Per quanto riguarda i profitti delle società petrolifere, essi sono essenzialmente dovuti alla rivalutazione dei giacimenti di petrolio, qualora ne posseggano; non a maggiori margini con l’aumento del prezzo del greggio.

In Italia le società petrolifere, con eccezione dell’Eni, non posseggono giacimenti. Raccolgono quindi relativamente poche rendite a seguito dell’aumento dei prezzi del greggio, che esse importano per poi raffinare. È vero però che la componente del prezzo industriale della benzina e del gasolio da autotrasporti (prezzo del greggio più raffinamento e distribuzione alla pompa, al netto delle tasse) è di circa il 10% più elevata in Italia che in Europa.
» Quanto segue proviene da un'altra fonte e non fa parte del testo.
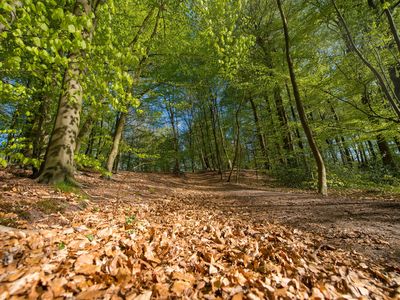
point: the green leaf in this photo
(36, 41)
(58, 14)
(71, 28)
(43, 26)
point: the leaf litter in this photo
(135, 243)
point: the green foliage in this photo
(50, 206)
(86, 162)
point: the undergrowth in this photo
(370, 178)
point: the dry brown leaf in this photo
(179, 287)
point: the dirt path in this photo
(155, 236)
(366, 223)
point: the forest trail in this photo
(139, 236)
(366, 222)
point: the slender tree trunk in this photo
(260, 135)
(287, 139)
(392, 25)
(386, 154)
(84, 132)
(322, 184)
(204, 154)
(237, 143)
(171, 115)
(214, 130)
(222, 135)
(208, 138)
(371, 150)
(119, 128)
(391, 98)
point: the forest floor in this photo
(139, 236)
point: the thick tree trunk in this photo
(58, 165)
(322, 184)
(119, 128)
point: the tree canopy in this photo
(306, 91)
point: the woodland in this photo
(244, 149)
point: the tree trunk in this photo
(260, 135)
(84, 132)
(391, 98)
(386, 154)
(119, 128)
(171, 115)
(58, 165)
(214, 130)
(322, 185)
(287, 139)
(237, 143)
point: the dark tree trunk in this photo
(322, 184)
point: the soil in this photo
(358, 222)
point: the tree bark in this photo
(58, 165)
(322, 184)
(386, 154)
(119, 128)
(386, 90)
(260, 135)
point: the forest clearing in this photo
(199, 149)
(191, 237)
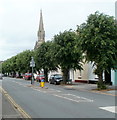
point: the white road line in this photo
(112, 109)
(79, 99)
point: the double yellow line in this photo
(23, 113)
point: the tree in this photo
(44, 58)
(67, 54)
(19, 63)
(99, 42)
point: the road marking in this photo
(94, 91)
(24, 114)
(112, 109)
(73, 98)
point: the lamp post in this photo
(32, 64)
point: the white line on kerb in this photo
(112, 109)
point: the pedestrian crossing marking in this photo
(112, 109)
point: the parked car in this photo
(1, 76)
(40, 77)
(28, 76)
(55, 79)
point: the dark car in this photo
(27, 76)
(40, 77)
(55, 79)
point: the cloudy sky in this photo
(19, 20)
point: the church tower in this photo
(40, 33)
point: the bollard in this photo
(42, 83)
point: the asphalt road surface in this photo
(57, 101)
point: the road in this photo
(57, 101)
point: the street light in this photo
(32, 64)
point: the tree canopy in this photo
(99, 41)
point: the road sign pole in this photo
(32, 64)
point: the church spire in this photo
(41, 32)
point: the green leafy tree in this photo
(67, 54)
(99, 42)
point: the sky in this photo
(19, 20)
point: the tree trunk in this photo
(46, 75)
(100, 77)
(65, 75)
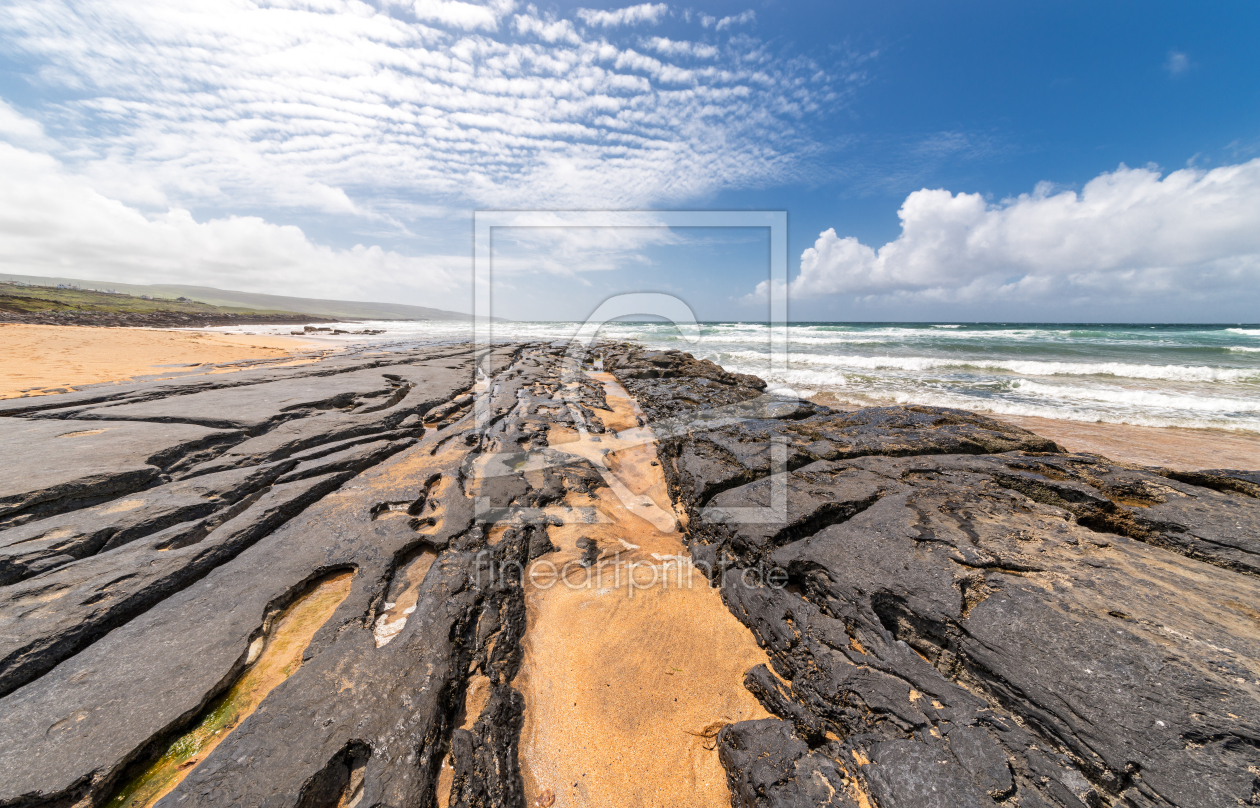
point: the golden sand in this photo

Per quanto diversi possano essere i costi di approvigionamento e di distribuzione, la differenza è notevole e almeno in parte spiegabile da inefficienza e potere di mercato che giustificherebbero una Robin Hood tax.


In ogni caso, il prezzo della benzina alla pompa in Italia è composto per circa il 30% dal prezzo del greggio, per il 15-20% dall’attività di raffinazione e di distribuzione delle società petrolifere, e per oltre il 50% dalle imposte. Tali imposte, pur essendo in linea ad esempio con quelle di Francia e Germania, sono comunque del 15% circa più elevate rispetto alla media europea, e di oltre il 50% rispetto ad esempio alla Spagna.


Per quanto quindi la Robin Hood tax possa avere qualche effetto redistributivo, la sola manovra di politica economica capace di ridurre a breve il prezzo della benzina alla pompa sarebbe una riduzione diretta delle imposte.